Today Hila and Na’ama are doing physical and mental rehabilitation. Talking helps, they say, and once a week they meet with other former employees of Nova, which has now become a self-help foundation. “Among ourselves, we don’t need to talk but we take courage.”
Hila can no longer study “because when I sit down, I get panic attacks. I cannot even work.” And although she is the traumatized one, she adds, “We Israelis want you Diaspora Jews not to feel alone: we are with you.” Then she resumes, “I used to always go shopping in the Arab village of Kfar Qassem, but now when I hear Arabic being spoken, I get terrified. I went to talk to the doctor about it, but he was not there because he had been recalled as a reservist: in his place was an Arab doctor who was kind. They don’t all want to kill us, I know. But I am still afraid.”

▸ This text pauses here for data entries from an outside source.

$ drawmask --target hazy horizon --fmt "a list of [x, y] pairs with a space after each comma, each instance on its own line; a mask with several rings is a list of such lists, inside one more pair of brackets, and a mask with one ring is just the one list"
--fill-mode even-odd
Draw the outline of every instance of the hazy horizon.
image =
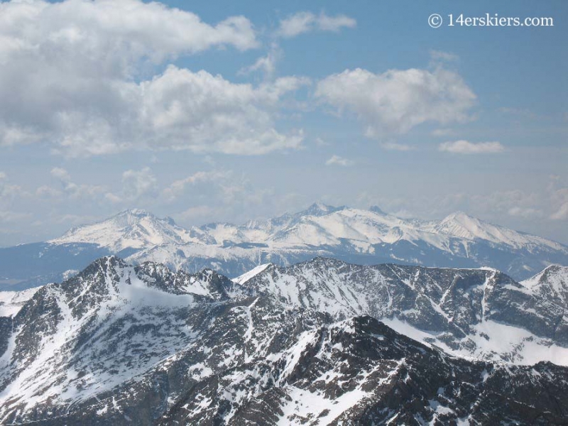
[[[431, 28], [436, 13], [551, 17]], [[568, 244], [568, 4], [0, 2], [0, 246], [315, 201]], [[87, 18], [88, 17], [88, 18]]]

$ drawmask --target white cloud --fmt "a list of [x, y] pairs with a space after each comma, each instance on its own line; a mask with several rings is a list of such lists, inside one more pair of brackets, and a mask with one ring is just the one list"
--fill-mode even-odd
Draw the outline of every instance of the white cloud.
[[414, 149], [406, 143], [397, 143], [396, 142], [381, 142], [381, 147], [388, 151], [408, 151]]
[[568, 219], [568, 202], [566, 202], [555, 212], [551, 216], [552, 220], [567, 220]]
[[215, 182], [227, 177], [226, 172], [212, 170], [207, 172], [200, 171], [185, 178], [172, 182], [162, 191], [162, 195], [166, 200], [172, 202], [178, 200], [185, 191], [187, 186], [196, 185], [200, 182]]
[[339, 112], [354, 112], [371, 138], [403, 133], [426, 121], [464, 121], [476, 99], [458, 74], [441, 67], [383, 74], [346, 70], [321, 80], [315, 94]]
[[325, 162], [326, 165], [342, 165], [343, 167], [349, 167], [355, 164], [352, 160], [344, 158], [339, 155], [332, 155], [327, 161]]
[[60, 167], [55, 167], [51, 169], [51, 175], [62, 182], [67, 182], [71, 181], [71, 176], [65, 169]]
[[158, 183], [148, 167], [139, 170], [129, 170], [122, 173], [122, 192], [124, 198], [137, 200], [146, 195], [154, 195], [158, 191]]
[[254, 87], [170, 65], [138, 81], [180, 55], [256, 47], [242, 16], [212, 26], [138, 0], [11, 1], [0, 3], [0, 145], [43, 141], [67, 156], [131, 149], [253, 155], [302, 140], [301, 131], [277, 131], [275, 121], [278, 101], [305, 79]]
[[8, 180], [8, 175], [0, 172], [0, 207], [11, 205], [21, 192], [22, 189], [19, 185], [11, 184]]
[[71, 200], [92, 200], [102, 195], [104, 191], [104, 188], [100, 185], [75, 183], [71, 179], [69, 172], [62, 168], [53, 168], [51, 169], [50, 174], [61, 184], [62, 192], [51, 187], [42, 185], [36, 190], [36, 195], [43, 197], [58, 198], [65, 194]]
[[339, 31], [342, 28], [354, 28], [357, 21], [345, 15], [329, 16], [324, 13], [319, 16], [312, 12], [298, 12], [280, 22], [277, 34], [291, 38], [310, 31]]
[[435, 62], [454, 62], [459, 59], [457, 55], [442, 50], [430, 50], [430, 58]]
[[255, 71], [262, 71], [267, 79], [271, 78], [276, 72], [276, 64], [282, 59], [283, 55], [280, 47], [276, 43], [272, 43], [266, 56], [260, 57], [252, 65], [241, 69], [239, 74], [243, 75]]
[[438, 151], [454, 154], [494, 154], [501, 153], [505, 148], [499, 142], [469, 142], [455, 141], [444, 142], [438, 146]]

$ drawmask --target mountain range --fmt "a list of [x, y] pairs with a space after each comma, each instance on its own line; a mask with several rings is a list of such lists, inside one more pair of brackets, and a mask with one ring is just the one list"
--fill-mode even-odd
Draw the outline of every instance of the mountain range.
[[104, 257], [0, 317], [0, 423], [562, 425], [567, 289], [558, 266]]
[[568, 265], [568, 247], [462, 212], [442, 220], [405, 219], [382, 212], [316, 203], [242, 225], [185, 229], [140, 209], [70, 229], [43, 243], [0, 248], [0, 280], [21, 290], [60, 281], [102, 256], [158, 261], [189, 272], [209, 268], [238, 276], [258, 265], [285, 266], [317, 256], [362, 265], [384, 263], [496, 268], [526, 279], [550, 264]]

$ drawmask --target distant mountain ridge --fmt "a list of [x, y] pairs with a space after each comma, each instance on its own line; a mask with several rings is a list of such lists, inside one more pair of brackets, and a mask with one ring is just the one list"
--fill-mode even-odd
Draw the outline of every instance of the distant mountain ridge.
[[[357, 309], [374, 288], [367, 306], [376, 314], [395, 307], [410, 321], [405, 306], [413, 305], [422, 329], [445, 327], [451, 337], [479, 321], [448, 310], [451, 299], [469, 294], [474, 310], [488, 318], [500, 310], [514, 314], [523, 300], [500, 290], [534, 295], [548, 286], [562, 297], [565, 269], [551, 267], [520, 285], [493, 270], [317, 258], [265, 266], [239, 284], [211, 270], [189, 274], [102, 258], [38, 290], [14, 317], [0, 317], [0, 422], [561, 425], [568, 419], [568, 368], [449, 356], [435, 344], [444, 333], [422, 344], [392, 321], [353, 315], [342, 301], [354, 298]], [[360, 294], [349, 294], [349, 286]], [[454, 329], [438, 324], [442, 314], [431, 302], [454, 315]], [[546, 317], [549, 300], [541, 302], [533, 307]], [[565, 348], [566, 328], [552, 339], [534, 347]]]
[[568, 247], [457, 212], [439, 221], [315, 203], [307, 209], [242, 225], [182, 228], [170, 218], [125, 210], [45, 243], [0, 249], [0, 280], [14, 289], [61, 280], [101, 256], [158, 261], [187, 271], [211, 268], [236, 277], [267, 263], [291, 265], [317, 256], [359, 264], [448, 268], [488, 266], [517, 280], [550, 264], [568, 265]]

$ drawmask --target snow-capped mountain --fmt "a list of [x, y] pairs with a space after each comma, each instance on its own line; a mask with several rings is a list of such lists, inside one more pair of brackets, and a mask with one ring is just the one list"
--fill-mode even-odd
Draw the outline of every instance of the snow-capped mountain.
[[263, 266], [236, 282], [341, 320], [370, 315], [454, 356], [568, 366], [568, 268], [517, 283], [490, 268], [351, 265], [329, 258]]
[[[415, 300], [417, 316], [428, 312], [426, 297], [448, 286], [469, 288], [452, 284], [460, 273], [474, 285], [472, 300], [482, 276], [493, 280], [486, 287], [493, 293], [520, 285], [491, 271], [390, 266], [389, 275], [325, 259], [295, 270], [267, 266], [241, 285], [210, 270], [190, 275], [103, 258], [42, 288], [14, 317], [0, 318], [0, 422], [528, 425], [568, 419], [566, 367], [455, 358], [373, 317], [339, 320], [340, 309], [328, 310], [332, 315], [302, 307], [302, 297], [311, 297], [305, 305], [315, 300], [309, 289], [328, 262], [330, 282], [364, 286], [369, 274], [383, 276], [386, 298], [376, 302], [386, 307], [412, 300], [413, 285], [426, 286], [425, 302]], [[407, 276], [417, 271], [424, 281]], [[545, 275], [535, 279], [545, 283]], [[300, 281], [305, 291], [295, 293]], [[395, 287], [401, 290], [394, 294]], [[334, 306], [344, 297], [363, 301], [337, 294]], [[483, 300], [485, 315], [497, 315], [495, 297]], [[462, 327], [465, 313], [455, 316]]]
[[146, 210], [134, 209], [91, 225], [73, 228], [52, 244], [82, 243], [119, 253], [126, 248], [145, 248], [164, 244], [212, 243], [214, 240], [197, 228], [185, 229], [167, 217], [158, 219]]
[[14, 289], [34, 287], [61, 280], [65, 271], [110, 254], [190, 272], [210, 268], [231, 277], [267, 263], [286, 266], [317, 256], [366, 265], [488, 266], [517, 280], [550, 264], [568, 265], [566, 246], [464, 213], [422, 221], [398, 218], [378, 207], [363, 210], [315, 204], [266, 221], [190, 229], [147, 212], [125, 211], [46, 243], [0, 249], [0, 280], [21, 280]]

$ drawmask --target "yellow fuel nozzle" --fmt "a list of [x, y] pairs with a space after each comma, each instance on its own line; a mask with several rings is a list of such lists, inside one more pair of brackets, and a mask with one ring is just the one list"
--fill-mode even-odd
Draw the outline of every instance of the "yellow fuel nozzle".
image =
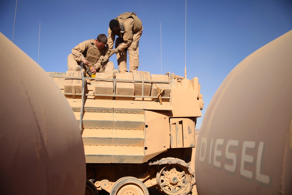
[[93, 78], [95, 78], [95, 73], [92, 74], [91, 72], [90, 72], [90, 70], [91, 68], [91, 67], [90, 66], [89, 66], [89, 67], [87, 68], [87, 69], [86, 69], [86, 72], [87, 73], [88, 75], [91, 77], [92, 77]]

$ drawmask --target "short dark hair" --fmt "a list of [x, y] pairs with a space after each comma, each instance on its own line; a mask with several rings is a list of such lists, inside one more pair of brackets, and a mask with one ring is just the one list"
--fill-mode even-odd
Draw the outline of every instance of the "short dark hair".
[[110, 29], [112, 30], [114, 28], [117, 27], [120, 25], [120, 23], [117, 20], [113, 19], [110, 21]]
[[106, 44], [107, 42], [107, 37], [104, 34], [100, 34], [96, 39], [99, 42], [102, 42], [104, 44]]

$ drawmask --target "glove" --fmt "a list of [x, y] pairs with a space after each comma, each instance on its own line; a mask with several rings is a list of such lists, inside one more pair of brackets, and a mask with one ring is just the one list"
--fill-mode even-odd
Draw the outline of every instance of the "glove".
[[117, 54], [120, 51], [120, 50], [119, 50], [117, 48], [116, 48], [114, 49], [109, 49], [109, 51], [110, 52], [111, 54], [112, 53], [113, 54]]
[[102, 63], [104, 63], [106, 61], [109, 60], [109, 56], [106, 55], [105, 56], [101, 56], [99, 59], [100, 59], [100, 61]]

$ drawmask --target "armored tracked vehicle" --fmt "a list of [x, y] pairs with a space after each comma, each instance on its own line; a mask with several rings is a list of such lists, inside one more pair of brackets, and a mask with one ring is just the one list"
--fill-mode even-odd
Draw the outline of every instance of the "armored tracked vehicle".
[[48, 73], [80, 125], [85, 194], [188, 194], [204, 106], [198, 78], [187, 79], [185, 71], [185, 77], [135, 71], [83, 78], [81, 73]]

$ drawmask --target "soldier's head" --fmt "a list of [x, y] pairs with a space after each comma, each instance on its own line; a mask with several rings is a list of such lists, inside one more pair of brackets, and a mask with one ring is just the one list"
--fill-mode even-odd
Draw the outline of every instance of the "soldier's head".
[[100, 34], [97, 36], [96, 39], [95, 40], [94, 42], [97, 48], [101, 49], [105, 46], [107, 42], [107, 37], [104, 34]]
[[114, 19], [110, 21], [110, 29], [112, 32], [115, 34], [117, 34], [121, 29], [120, 29], [120, 23], [117, 20]]

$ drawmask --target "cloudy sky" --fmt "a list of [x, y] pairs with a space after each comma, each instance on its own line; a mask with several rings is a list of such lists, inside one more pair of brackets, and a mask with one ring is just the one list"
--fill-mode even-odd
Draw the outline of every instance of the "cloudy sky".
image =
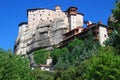
[[63, 11], [68, 7], [78, 7], [84, 20], [102, 21], [107, 25], [108, 17], [114, 8], [115, 0], [0, 0], [0, 48], [14, 47], [18, 35], [18, 24], [27, 21], [27, 9], [47, 8], [54, 10], [56, 5]]

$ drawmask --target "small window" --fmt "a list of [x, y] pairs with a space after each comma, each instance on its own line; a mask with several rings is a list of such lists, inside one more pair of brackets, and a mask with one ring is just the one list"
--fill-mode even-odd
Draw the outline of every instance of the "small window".
[[52, 20], [50, 20], [50, 22], [52, 22]]
[[42, 18], [40, 20], [42, 20]]
[[105, 37], [105, 38], [107, 37], [106, 34], [104, 35], [104, 37]]

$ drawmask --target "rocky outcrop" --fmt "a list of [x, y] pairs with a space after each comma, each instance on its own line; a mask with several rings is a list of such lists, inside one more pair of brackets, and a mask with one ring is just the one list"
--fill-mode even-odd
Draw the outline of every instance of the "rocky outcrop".
[[63, 40], [67, 26], [63, 19], [58, 18], [52, 22], [44, 21], [33, 29], [22, 30], [15, 43], [15, 53], [26, 55], [37, 49], [52, 48]]

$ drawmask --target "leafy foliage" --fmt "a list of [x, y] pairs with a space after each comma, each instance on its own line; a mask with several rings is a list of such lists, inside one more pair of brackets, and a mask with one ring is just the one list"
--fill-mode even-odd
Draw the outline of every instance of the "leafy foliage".
[[86, 80], [120, 80], [120, 56], [111, 47], [99, 48], [98, 54], [85, 62]]
[[47, 58], [50, 56], [50, 52], [45, 49], [40, 49], [34, 52], [34, 60], [36, 64], [46, 64]]
[[28, 59], [0, 50], [0, 80], [29, 80]]

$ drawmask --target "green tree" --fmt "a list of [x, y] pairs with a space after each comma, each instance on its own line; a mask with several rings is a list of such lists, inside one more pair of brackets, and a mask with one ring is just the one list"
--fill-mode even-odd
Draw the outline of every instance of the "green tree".
[[120, 56], [112, 47], [99, 48], [97, 55], [92, 56], [84, 64], [86, 80], [120, 80]]
[[108, 25], [113, 28], [113, 32], [107, 41], [108, 45], [112, 45], [120, 52], [120, 0], [116, 1], [115, 8], [112, 10], [112, 20]]
[[28, 59], [0, 50], [0, 80], [30, 80]]
[[50, 57], [50, 51], [40, 49], [35, 51], [33, 55], [36, 64], [46, 64], [46, 60]]

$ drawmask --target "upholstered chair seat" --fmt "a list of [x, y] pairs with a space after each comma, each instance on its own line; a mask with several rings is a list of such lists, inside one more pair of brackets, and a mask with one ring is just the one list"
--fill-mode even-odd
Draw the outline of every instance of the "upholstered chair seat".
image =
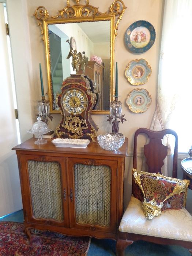
[[146, 218], [142, 203], [132, 196], [119, 227], [121, 232], [192, 242], [192, 216], [186, 209], [167, 210]]
[[[145, 172], [137, 169], [138, 137], [140, 147], [143, 141], [140, 139], [141, 134], [146, 137], [143, 153], [148, 169]], [[169, 134], [174, 137], [173, 157], [167, 157], [170, 151], [163, 144], [164, 136], [167, 138]], [[192, 256], [192, 216], [184, 208], [189, 181], [177, 178], [178, 148], [178, 137], [173, 130], [154, 131], [140, 128], [136, 131], [133, 195], [119, 226], [116, 245], [118, 256], [124, 256], [126, 247], [139, 240], [180, 245], [188, 249]], [[167, 166], [171, 175], [169, 177], [161, 173], [166, 157], [173, 163], [172, 168]]]

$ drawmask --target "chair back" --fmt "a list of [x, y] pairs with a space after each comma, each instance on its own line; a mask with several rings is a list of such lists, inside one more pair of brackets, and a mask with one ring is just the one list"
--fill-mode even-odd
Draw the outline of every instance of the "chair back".
[[162, 139], [167, 134], [172, 134], [175, 138], [173, 154], [172, 176], [177, 177], [177, 154], [178, 137], [176, 132], [170, 129], [166, 129], [158, 132], [154, 132], [146, 128], [140, 128], [135, 132], [134, 140], [133, 168], [137, 169], [138, 136], [140, 133], [145, 133], [150, 139], [148, 144], [144, 145], [144, 153], [146, 158], [146, 163], [148, 169], [148, 172], [151, 173], [161, 173], [161, 169], [164, 164], [163, 160], [167, 153], [167, 146], [162, 143]]

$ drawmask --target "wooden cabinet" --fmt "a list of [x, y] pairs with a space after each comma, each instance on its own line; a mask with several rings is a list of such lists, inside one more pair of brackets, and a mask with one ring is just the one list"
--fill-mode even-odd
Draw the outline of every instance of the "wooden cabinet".
[[19, 166], [26, 231], [116, 239], [123, 214], [128, 139], [118, 151], [91, 142], [85, 148], [34, 144], [14, 147]]

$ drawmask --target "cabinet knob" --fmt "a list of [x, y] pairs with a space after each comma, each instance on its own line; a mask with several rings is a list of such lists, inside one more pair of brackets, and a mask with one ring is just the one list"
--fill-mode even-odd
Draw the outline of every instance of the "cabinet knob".
[[64, 189], [64, 193], [63, 193], [63, 197], [64, 197], [64, 201], [65, 202], [66, 202], [66, 189], [65, 188]]
[[70, 199], [71, 202], [73, 201], [73, 192], [71, 188], [70, 189]]

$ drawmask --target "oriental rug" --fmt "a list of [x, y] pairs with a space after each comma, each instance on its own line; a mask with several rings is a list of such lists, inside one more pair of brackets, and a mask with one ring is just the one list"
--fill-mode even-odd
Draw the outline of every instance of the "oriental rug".
[[85, 256], [91, 239], [30, 229], [30, 241], [22, 223], [0, 222], [0, 256]]

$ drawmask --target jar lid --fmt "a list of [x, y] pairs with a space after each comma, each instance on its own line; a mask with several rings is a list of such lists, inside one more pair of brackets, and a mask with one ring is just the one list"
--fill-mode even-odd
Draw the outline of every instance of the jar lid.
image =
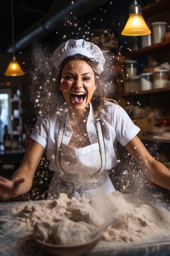
[[154, 72], [169, 72], [168, 70], [154, 70]]
[[125, 61], [125, 63], [137, 63], [137, 61], [130, 61], [130, 60], [127, 60], [127, 61]]
[[132, 80], [133, 79], [139, 79], [140, 78], [140, 76], [131, 76], [130, 79]]
[[157, 21], [157, 22], [152, 22], [151, 23], [151, 25], [156, 25], [157, 24], [165, 24], [165, 25], [167, 25], [168, 24], [167, 22], [165, 22], [164, 21]]
[[141, 76], [150, 76], [152, 75], [153, 74], [152, 73], [142, 73], [141, 74]]

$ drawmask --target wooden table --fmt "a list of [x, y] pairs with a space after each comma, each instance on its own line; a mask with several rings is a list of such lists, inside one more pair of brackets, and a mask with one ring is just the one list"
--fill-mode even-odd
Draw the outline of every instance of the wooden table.
[[[0, 255], [1, 256], [52, 256], [39, 247], [33, 240], [22, 240], [29, 235], [26, 229], [18, 226], [17, 216], [11, 213], [24, 204], [36, 204], [40, 200], [0, 203]], [[163, 205], [161, 205], [161, 206]], [[169, 204], [167, 206], [169, 207]], [[129, 245], [128, 245], [128, 244]], [[87, 256], [168, 256], [170, 255], [170, 238], [165, 236], [147, 240], [135, 245], [124, 243], [117, 249], [112, 242], [100, 241]], [[23, 246], [24, 245], [24, 246]], [[69, 256], [68, 255], [68, 256]]]
[[[10, 176], [12, 173], [11, 165], [13, 165], [13, 173], [17, 170], [22, 162], [26, 152], [25, 148], [19, 146], [17, 148], [13, 148], [9, 150], [4, 150], [3, 148], [0, 146], [0, 175]], [[7, 170], [3, 169], [3, 165], [7, 165]], [[11, 166], [9, 165], [11, 165]], [[8, 165], [9, 168], [8, 169]]]

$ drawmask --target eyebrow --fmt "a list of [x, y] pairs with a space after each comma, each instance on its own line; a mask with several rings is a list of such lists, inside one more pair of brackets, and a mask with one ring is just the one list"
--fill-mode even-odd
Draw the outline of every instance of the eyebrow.
[[[73, 73], [71, 73], [71, 72], [65, 72], [65, 73], [64, 73], [64, 74], [69, 74], [70, 75], [75, 75], [74, 74], [73, 74]], [[87, 72], [86, 73], [84, 73], [83, 74], [82, 74], [81, 75], [82, 76], [84, 76], [85, 75], [87, 75], [88, 74], [90, 74], [91, 75], [92, 75], [92, 74], [91, 74], [91, 73], [90, 73], [90, 72]]]

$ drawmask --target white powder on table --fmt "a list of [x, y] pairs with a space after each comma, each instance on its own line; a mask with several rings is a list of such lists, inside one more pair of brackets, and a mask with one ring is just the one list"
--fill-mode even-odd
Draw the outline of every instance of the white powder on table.
[[[53, 244], [68, 243], [69, 237], [64, 235], [70, 231], [71, 227], [72, 231], [78, 228], [88, 233], [91, 227], [94, 229], [113, 217], [117, 219], [116, 223], [103, 233], [103, 241], [136, 242], [159, 235], [170, 236], [170, 213], [163, 207], [144, 203], [135, 195], [123, 195], [118, 191], [90, 200], [68, 199], [66, 195], [60, 194], [57, 200], [42, 201], [36, 204], [27, 202], [16, 210], [12, 209], [12, 212], [17, 215], [21, 227], [30, 230], [31, 233], [34, 229], [42, 240]], [[64, 220], [66, 225], [64, 229], [60, 227], [59, 236], [55, 227], [59, 220]], [[38, 223], [41, 231], [37, 232]], [[52, 227], [55, 230], [52, 238]], [[59, 240], [59, 237], [62, 241]], [[79, 242], [74, 241], [77, 244]]]

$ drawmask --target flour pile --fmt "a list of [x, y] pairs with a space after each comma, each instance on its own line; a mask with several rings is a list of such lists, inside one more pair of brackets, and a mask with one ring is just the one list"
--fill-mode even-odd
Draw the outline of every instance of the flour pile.
[[170, 236], [170, 213], [163, 207], [144, 203], [135, 195], [117, 191], [91, 199], [68, 199], [61, 193], [57, 200], [35, 204], [28, 202], [12, 209], [12, 213], [17, 215], [20, 227], [30, 230], [43, 241], [54, 244], [85, 242], [83, 236], [75, 236], [71, 240], [71, 234], [73, 236], [77, 230], [90, 234], [113, 217], [117, 221], [104, 231], [102, 240], [135, 242], [160, 235]]

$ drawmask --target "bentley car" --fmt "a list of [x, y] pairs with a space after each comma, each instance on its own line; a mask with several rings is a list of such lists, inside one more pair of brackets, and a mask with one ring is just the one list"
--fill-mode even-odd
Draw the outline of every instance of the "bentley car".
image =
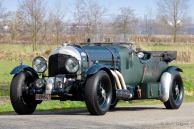
[[104, 115], [119, 100], [158, 99], [178, 109], [182, 70], [169, 66], [176, 56], [132, 43], [64, 43], [48, 58], [35, 57], [32, 67], [20, 64], [11, 71], [11, 103], [18, 114], [32, 114], [45, 100], [85, 101], [92, 115]]

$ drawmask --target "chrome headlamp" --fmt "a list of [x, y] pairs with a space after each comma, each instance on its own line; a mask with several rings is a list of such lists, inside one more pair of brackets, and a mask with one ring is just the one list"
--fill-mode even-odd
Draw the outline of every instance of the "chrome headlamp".
[[35, 57], [32, 61], [32, 67], [38, 73], [43, 73], [47, 69], [47, 60], [44, 57]]
[[79, 61], [76, 58], [69, 58], [65, 62], [65, 68], [69, 73], [76, 73], [79, 70]]

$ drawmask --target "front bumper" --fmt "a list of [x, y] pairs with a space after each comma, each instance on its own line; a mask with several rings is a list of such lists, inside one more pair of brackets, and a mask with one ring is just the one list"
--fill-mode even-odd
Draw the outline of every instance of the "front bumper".
[[64, 95], [69, 94], [75, 81], [75, 79], [67, 79], [65, 76], [41, 78], [35, 81], [33, 89], [35, 94]]

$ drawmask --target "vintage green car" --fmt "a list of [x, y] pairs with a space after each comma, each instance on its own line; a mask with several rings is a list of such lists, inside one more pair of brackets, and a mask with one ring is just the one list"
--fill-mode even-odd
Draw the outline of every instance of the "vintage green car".
[[38, 56], [32, 67], [11, 71], [11, 103], [18, 114], [32, 114], [43, 100], [85, 101], [93, 115], [105, 114], [118, 100], [159, 99], [167, 109], [178, 109], [182, 70], [168, 65], [176, 55], [142, 51], [132, 43], [64, 43], [48, 60]]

Na’ama sees it no differently. “I cannot work, I am in too much pain and I think all the time about my friends. Before October 7 I had Arab friends: today I had a coffee in Rome, I heard Arabic spoken and I had a panic attack.” And if Hila says she is afraid of everything, “driving, the desert, hearing people talk Arabic,” but wants to stay in Israel, Na’ama explains that she cannot imagine “raising children in a country where they can come back home with four bullets in their bellies because they went dancing.”
At the end of the meeting, Hila and Na’ama answered questions from representatives of Jewish youth movements. “Beware of social media,” they warned. “Did you know that social censors pro-Israel content?”